店を出たすぐの横路地で、マリアはこそこそとピアスを外していた。既にその手にアクセサリーボックスは無いので、きっともう{移動}の魔神に部屋に戻させたのだろう。
「あーもー! あの男やってくれたわね!!」
幸いなことにマリアは怒り心頭で、ダンダンと踵で強く地面を蹴っていた。苛々している時の彼女の癖だ。

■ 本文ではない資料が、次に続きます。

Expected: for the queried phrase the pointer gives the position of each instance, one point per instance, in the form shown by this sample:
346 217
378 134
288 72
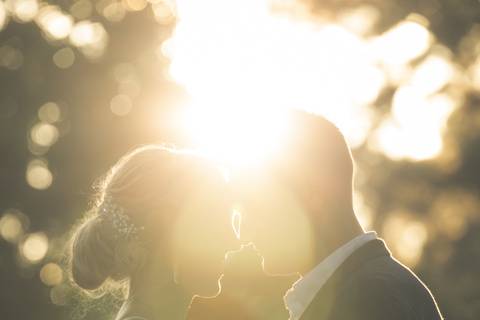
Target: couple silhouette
163 225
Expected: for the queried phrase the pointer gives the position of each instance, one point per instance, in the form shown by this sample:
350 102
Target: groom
347 274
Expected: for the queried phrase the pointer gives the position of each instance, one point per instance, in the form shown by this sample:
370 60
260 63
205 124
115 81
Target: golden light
10 57
64 58
38 175
164 12
90 37
81 9
3 16
475 74
44 134
432 74
11 228
24 10
114 11
241 62
56 24
58 295
49 112
135 5
415 128
51 274
404 42
232 137
121 105
35 247
407 236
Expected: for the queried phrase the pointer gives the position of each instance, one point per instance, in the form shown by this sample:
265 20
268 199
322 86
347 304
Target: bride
162 224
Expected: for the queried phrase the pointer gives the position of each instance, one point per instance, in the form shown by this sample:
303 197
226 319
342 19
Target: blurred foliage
112 93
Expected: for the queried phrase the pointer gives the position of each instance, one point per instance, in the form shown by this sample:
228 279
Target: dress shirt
304 290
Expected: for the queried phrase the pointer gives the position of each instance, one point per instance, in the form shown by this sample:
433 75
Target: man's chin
208 288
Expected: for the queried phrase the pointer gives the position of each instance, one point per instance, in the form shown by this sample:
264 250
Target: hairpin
119 220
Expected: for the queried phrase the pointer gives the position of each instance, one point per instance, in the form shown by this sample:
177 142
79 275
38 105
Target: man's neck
332 235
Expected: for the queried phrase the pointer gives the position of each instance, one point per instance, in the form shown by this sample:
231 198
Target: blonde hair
146 183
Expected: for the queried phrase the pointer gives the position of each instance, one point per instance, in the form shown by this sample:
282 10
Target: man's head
300 196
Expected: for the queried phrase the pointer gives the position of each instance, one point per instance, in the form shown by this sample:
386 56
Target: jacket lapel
320 307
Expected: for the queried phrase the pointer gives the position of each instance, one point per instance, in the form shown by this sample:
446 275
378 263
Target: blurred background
82 82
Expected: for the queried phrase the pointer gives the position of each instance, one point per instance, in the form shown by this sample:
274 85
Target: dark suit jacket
371 285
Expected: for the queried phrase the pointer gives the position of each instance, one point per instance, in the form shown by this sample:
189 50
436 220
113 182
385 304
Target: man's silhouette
347 274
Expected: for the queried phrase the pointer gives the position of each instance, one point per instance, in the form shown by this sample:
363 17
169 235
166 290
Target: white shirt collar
304 290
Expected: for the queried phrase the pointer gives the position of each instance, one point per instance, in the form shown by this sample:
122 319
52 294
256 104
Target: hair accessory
119 220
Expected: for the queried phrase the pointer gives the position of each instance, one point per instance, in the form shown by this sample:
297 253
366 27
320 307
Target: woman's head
158 210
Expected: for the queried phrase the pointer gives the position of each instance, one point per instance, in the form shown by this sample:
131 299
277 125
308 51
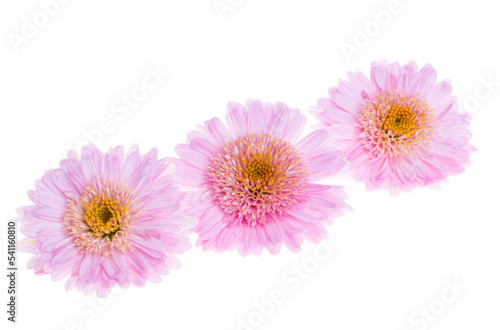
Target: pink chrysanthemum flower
400 129
105 220
254 183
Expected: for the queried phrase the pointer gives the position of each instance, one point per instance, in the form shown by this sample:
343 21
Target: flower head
104 220
253 183
400 129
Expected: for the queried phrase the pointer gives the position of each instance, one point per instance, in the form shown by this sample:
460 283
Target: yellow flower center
103 215
400 121
260 171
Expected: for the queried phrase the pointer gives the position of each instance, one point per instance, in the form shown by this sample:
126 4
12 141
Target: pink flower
400 129
254 184
105 220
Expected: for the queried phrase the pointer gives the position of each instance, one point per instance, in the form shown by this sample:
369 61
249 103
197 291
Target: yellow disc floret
400 121
103 215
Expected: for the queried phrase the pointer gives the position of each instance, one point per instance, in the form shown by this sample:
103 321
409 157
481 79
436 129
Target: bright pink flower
400 129
254 183
105 220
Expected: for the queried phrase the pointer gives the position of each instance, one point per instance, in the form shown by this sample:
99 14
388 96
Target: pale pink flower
400 129
105 220
253 183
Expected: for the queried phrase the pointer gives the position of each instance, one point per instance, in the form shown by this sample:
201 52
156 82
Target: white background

「何も知らない無知なアタシを嗤ってたんだわ! 何も知らない、知ろうともしてない、そんなアタシを! お陰で大恥かいた上にお忍びが大失敗よ! どうしてくれるのよあの性悪男!!! しかもこれ落としたらどうすんのよ!? 絶対弁償できないやつじゃん!!」
「処します?」
「処さない! でも、一言文句言ってやらないと気が済まない! ……はぁ……ごめんなさい、苛々しちゃって。折角のメリーとのお出掛けなのに」
「いいんですよ、酷いのはあの男なんですから。マリア様は被害者じゃないですか」
「まぁ、調べなかったアタシにも非があるんだけどね……“M From R”の刻印を見つけて、それが全部だと思ってたわ……——あ〜も〜、考えるのやめやめ! これはポッケにナイナイ!
ねっ、お腹空いてない? なんか食べに行こうよ! お金も手に入ったし!」
「はい、締めて28万ラドルです」
「ただの石ころと落ちてたゴミが28万円の価値を持ったと考えると気分良いわね〜。
ぱぁっと美味しいものでも食べに行きましょ! ジャンキーなものがいいわ! 丁寧な料理はお屋敷で充分に食べさせてもらってるから」
ピアスをズボンのポケットにしまい「行こ」とメリンダの手を引くマリアに、メリンダも「はい!」と元気良く返事をする。